The Government of Germany has announced its opposition to the ban on the sale of new cars with combustion engines from 2035 proposed by the European Union.
First the European Commission and then the European Parliament supported the measure, as the necessary way to reduce gas emissions that contribute to global warming. The objective is to achieve a 55% reduction in emissions by 2030 if the emissions of 1990 are taken as a reference and, later, to ban the sale of new cars with a thermal engine from 2035.
After these first two ‘steps’, before the final law is promulgated, negotiations must be carried out with the countries involved and this is where the pitfalls arise. The German finance minister, Christian Lidner , assured that the government of his country will not accept these plans. At least not the total ban. The statement by the minister, who belongs to the pro-industrial Free Democrats, is relevant because the party shares a government with the Social Democrats and the Greens.

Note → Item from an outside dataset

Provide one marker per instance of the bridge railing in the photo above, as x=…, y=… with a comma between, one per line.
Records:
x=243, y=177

This announcement was made at an event organized by the BFI , the German industry association. Although the Government will approve the transition to clean energies and Germany is expected to be the leading market for electric vehicles – several German brands have already announced their plans for the total electrification of their ranges and the cessation of thermal production – there will still be market niches for combustion engines.
In any case, the powerful lobby of the German automobile industry maintains that the 2035 goal is unattainable, that there will not be enough public recharging points and that having to rush deadlines will make consumers pay more for their cars. And there are other problems on the horizon: the supply of some of the raw materials needed for electric motors and batteries, and even how to produce electricity. The VDA thinks that a transition period with synthetic fuels as protagonists will be essential.
In Italy there are also plans to protect its supercar industry. The meeting of the ministers of the branch to agree on the measures promises to be moved.
Of course, environmental groups point out that electrification in 2035 will be late and would like to shorten the deadlines.